A.  Tinjauan Pustaka
Banyak buku yang membahas unsur intrinsik novel, unsur ekstrinsik berupa nilai religius dalam novel, dan Rencana Pelaksanaan Pembelajaran (RPP). Dalam kajian pustaka ini, penulis menyajikan beberapa buku yang dijadikan acuan penelitian ini. Setiap buku diklasifikasikan berdasarkan jenis pembahasannya, selanjutnya dikelompokkan dengan buku-buku lainnya yang sejenis. Selain itu, disajikan pula beberapa hasil penelitian yang ada kaitannya dengan penelitian ini.

1.    Beberapa Kajian Buku
Buku yang digunakan sebagai acuan unsur intrinsik novel, yaitu buku yang berjudul Teori Pengkajian Fiksi (Burhan Nurgiyantoro, 2005). Buku ini membahas: (1) fiksi, (2) kajian fiksi, (3) tema, (4) cerita, (5) pemplotan, (6) penokohan, (7) pelataran, (8) penyudutpandangan, (9) bahasa, dan (10) moral. Permasalahan yang sama dapat dibaca pula pada buku Teori Fiksi (Robert Stanton, 2012).
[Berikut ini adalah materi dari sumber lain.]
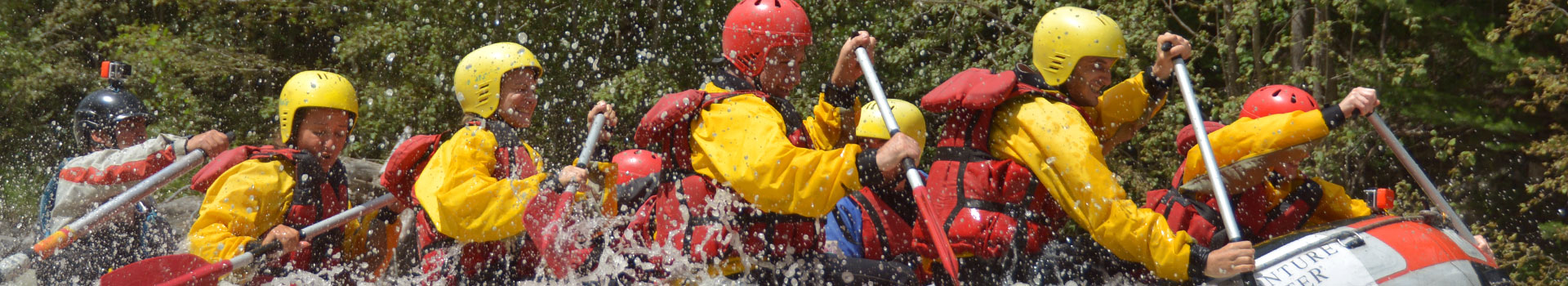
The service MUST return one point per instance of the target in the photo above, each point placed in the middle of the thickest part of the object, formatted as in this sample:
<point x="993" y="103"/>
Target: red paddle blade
<point x="153" y="270"/>
<point x="546" y="217"/>
<point x="938" y="236"/>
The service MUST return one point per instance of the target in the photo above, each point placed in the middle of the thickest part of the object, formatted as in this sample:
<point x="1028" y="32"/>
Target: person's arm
<point x="1126" y="107"/>
<point x="741" y="142"/>
<point x="1249" y="139"/>
<point x="242" y="206"/>
<point x="835" y="117"/>
<point x="1336" y="204"/>
<point x="463" y="200"/>
<point x="91" y="180"/>
<point x="1065" y="156"/>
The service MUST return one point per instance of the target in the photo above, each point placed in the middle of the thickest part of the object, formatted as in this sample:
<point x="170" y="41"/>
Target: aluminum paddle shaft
<point x="13" y="266"/>
<point x="1421" y="177"/>
<point x="916" y="183"/>
<point x="1220" y="195"/>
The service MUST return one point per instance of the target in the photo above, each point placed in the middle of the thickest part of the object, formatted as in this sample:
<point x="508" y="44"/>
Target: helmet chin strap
<point x="506" y="136"/>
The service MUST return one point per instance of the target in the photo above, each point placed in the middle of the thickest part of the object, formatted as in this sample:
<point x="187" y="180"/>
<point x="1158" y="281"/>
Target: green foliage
<point x="1472" y="87"/>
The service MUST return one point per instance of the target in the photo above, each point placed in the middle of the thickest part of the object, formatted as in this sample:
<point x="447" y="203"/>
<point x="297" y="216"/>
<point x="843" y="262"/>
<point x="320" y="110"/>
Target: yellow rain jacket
<point x="463" y="200"/>
<point x="741" y="142"/>
<point x="1067" y="153"/>
<point x="1247" y="139"/>
<point x="250" y="200"/>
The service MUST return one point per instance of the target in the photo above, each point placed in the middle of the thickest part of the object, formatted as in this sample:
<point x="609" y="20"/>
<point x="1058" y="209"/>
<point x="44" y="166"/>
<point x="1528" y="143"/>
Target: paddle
<point x="13" y="266"/>
<point x="190" y="269"/>
<point x="1220" y="195"/>
<point x="1421" y="178"/>
<point x="927" y="214"/>
<point x="543" y="211"/>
Buku ini membahas: (1) fiksi, (2) membaca, (3) cerpen, (4) novel, (5) tipe-tipe fiksi, dan (6) menulis makalah kritik sastra. Selain itu, dapat dibaca pula pada buku Apresiasi Prosa Fiksi Indonesia (Nurhayati, 2013). Buku ini membahas: (1) apresiasi prosa fiksi dan (2) sejarah singkat perkembangan prosa fiksi Indonesia. Selanjutnya, dapat dibaca pula pada buku Pengantar Apresiasi Prosa (Wijaya Heru Santosa dan Sri Wahyuningtyas, 2010). Buku ini membahas: (1) batasan cerpen, (2) langkah-langkah analisis cerpen, (3) perihal novel, dan (4) menilai cerita rekaan. Acuan lainnya dapat ditemukan dalam buku Pengantar Ringkas Teori Sastra (Nurhayati, 2012). Buku ini membahas: (1) sastra dan ilmu sastra, dan (2) teori sastra. Selain itu, dapat dibaca pula pada buku Memahami Cerita Rekaan (Panuti Sudjiman, 1988). Buku ini membahas: (1) pengkajian cerita rekaan, (2) tokoh dan penokohan dalam cerita rekaan, (3) alur cerita rekaan, (4) latar dalam cerita rekaan, (5) tema dan amanat cerita rekaan, dan sebagainya.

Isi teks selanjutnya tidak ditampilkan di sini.